Which Schools Offer Bachelor's Degrees in Wildlife Biology?

Consider some of the following programs in your search for a 4-year degree. Online options exist; some programs pair with certifications for wildlife biologists.

  • Oregon State University has an online Bachelor of Science (B.S.) degree program in Fisheries and Wildlife Sciences.
  • SUNY Cobleskill offers a Bachelor of Technology program in Wildlife Management.
  • You can earn a Bachelor of Science in Environmental Science with a Fish and Wildlife Management Concentration online at American Public University.

Are There Graduate Programs Available?

A program leading to a Master of Science in Animal Biology generally takes two years to complete, consisting of coursework and independent study. With the help of a faculty advisor and committee, you format your own program based on your area of interest. In a 30-credit program, you write and defend a thesis. In a 36-credit program you write and defend a shorter, professional paper. If deemed appropriate to your field of research, you may have to fulfill a foreign-language requirement.

Schools vary in their requirements for a Ph.D. in Animal Biology. Some insist on a minimum number of graduate semester-credits, while others simply recommend that you may want to enroll in some coursework. In either case, the program can take 4-6 years to complete. Your research is conducted with faculty consultation, and all programs require you to write and defend a dissertation. Some schools also require you to sit for written and oral comprehensive examinations on your coursework.

Which Schools Offer Master's Degrees in Wildlife Biology?

Master's degrees in wildlife biology include in-depth coursework in areas like issues in wildlife, conservation, and natural resources. Online options are designed for professionals in the field.

  • American Public University offers a Master of Science in Environmental Policy and Management with a Fish and Wildlife Management Concentration.
  • There's an online Professional Science Master's in Fisheries and Wildlife Administration available at Oregon State University.
  • An online Master of Fish, Wildlife, and Conservation Biology (FWCB) degree program is offered at Colorado State University.
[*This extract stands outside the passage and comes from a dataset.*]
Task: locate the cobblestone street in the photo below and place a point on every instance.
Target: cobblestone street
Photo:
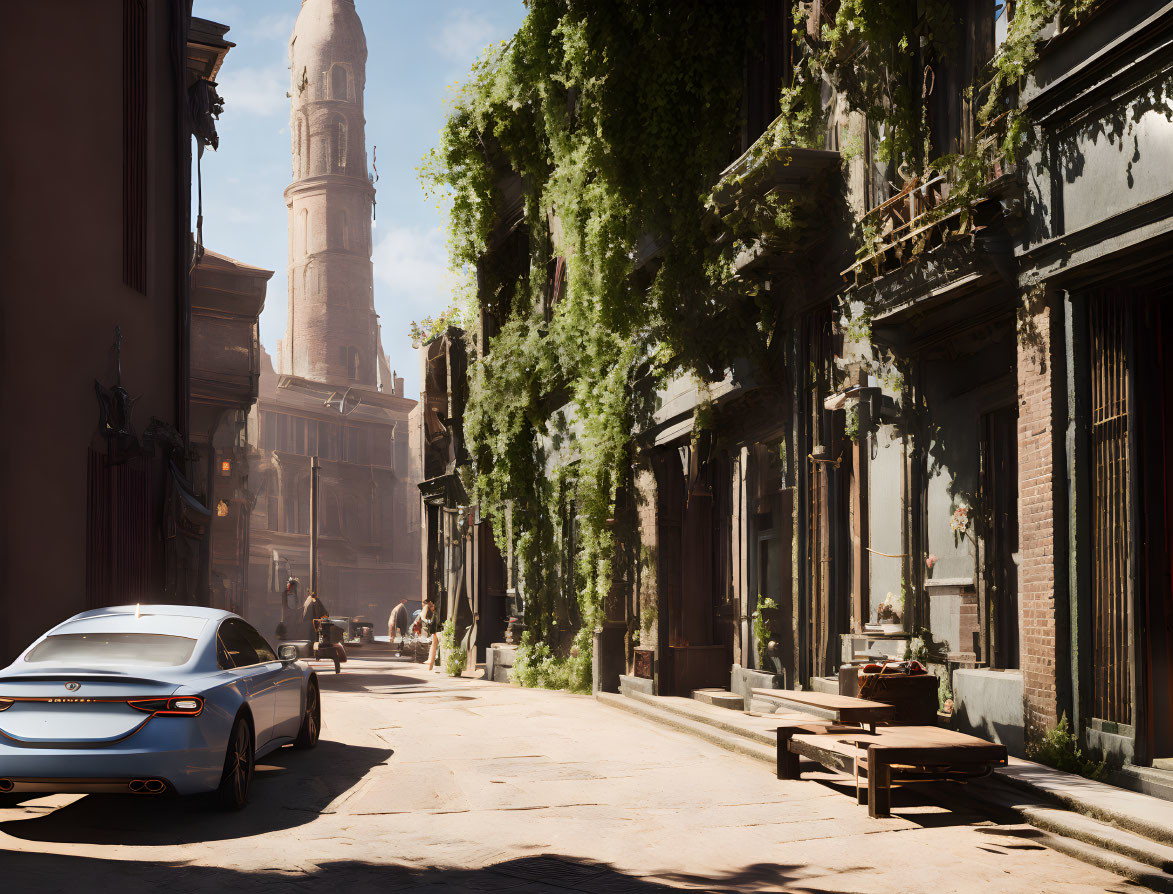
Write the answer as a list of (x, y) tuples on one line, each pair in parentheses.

Which Schools Offer Doctoral Degrees in Wildlife Biology?

Many relevant graduate programs in wildlife biology are associated with state and national parks. Here are a few doctoral programs available from areas of the country where wildlife is prominent.
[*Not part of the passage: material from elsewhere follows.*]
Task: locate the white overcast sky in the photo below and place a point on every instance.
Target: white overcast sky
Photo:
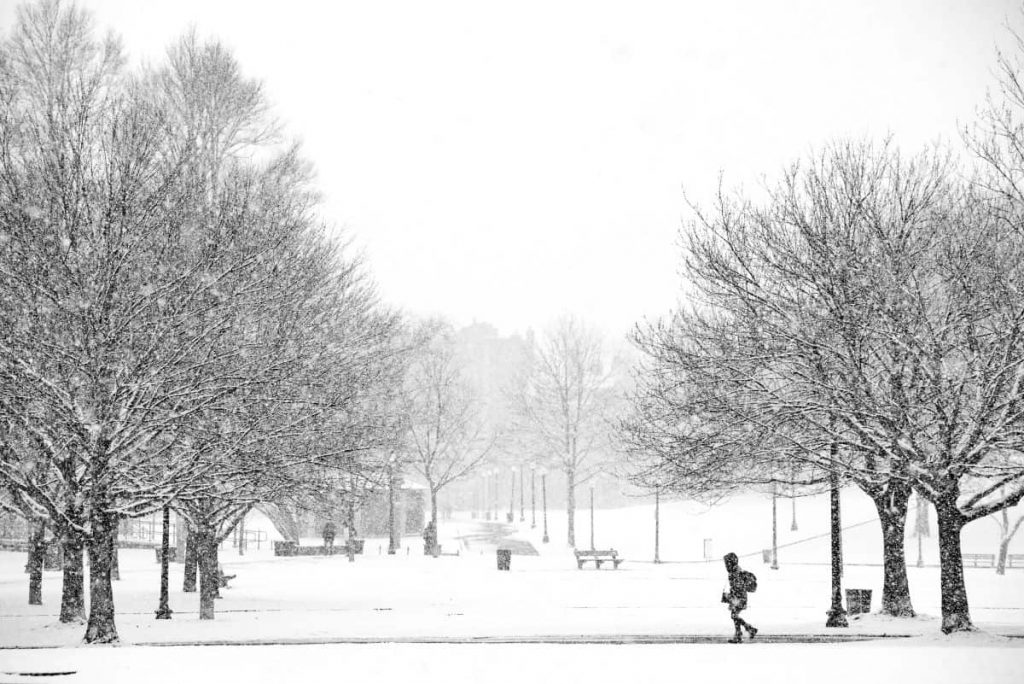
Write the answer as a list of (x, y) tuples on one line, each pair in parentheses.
[(509, 162)]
  • Oregon State University provides a Doctor of Philosophy (Ph.D.) degree program in Fisheries Science and Wildlife Science.
  • A Doctor of Philosophy (Ph.D.) degree program in Fish and Wildlife Biology is available from Montana State University.
  • Colorado State University offers a Doctor of Philosophy (Ph.D.) degree program through its Department of Fish, Wildlife and Conservation Biology.

Wildlife biology courses are widely available through undergraduate and graduate degree programs. Students can even enter into programs that are offered through distance learning.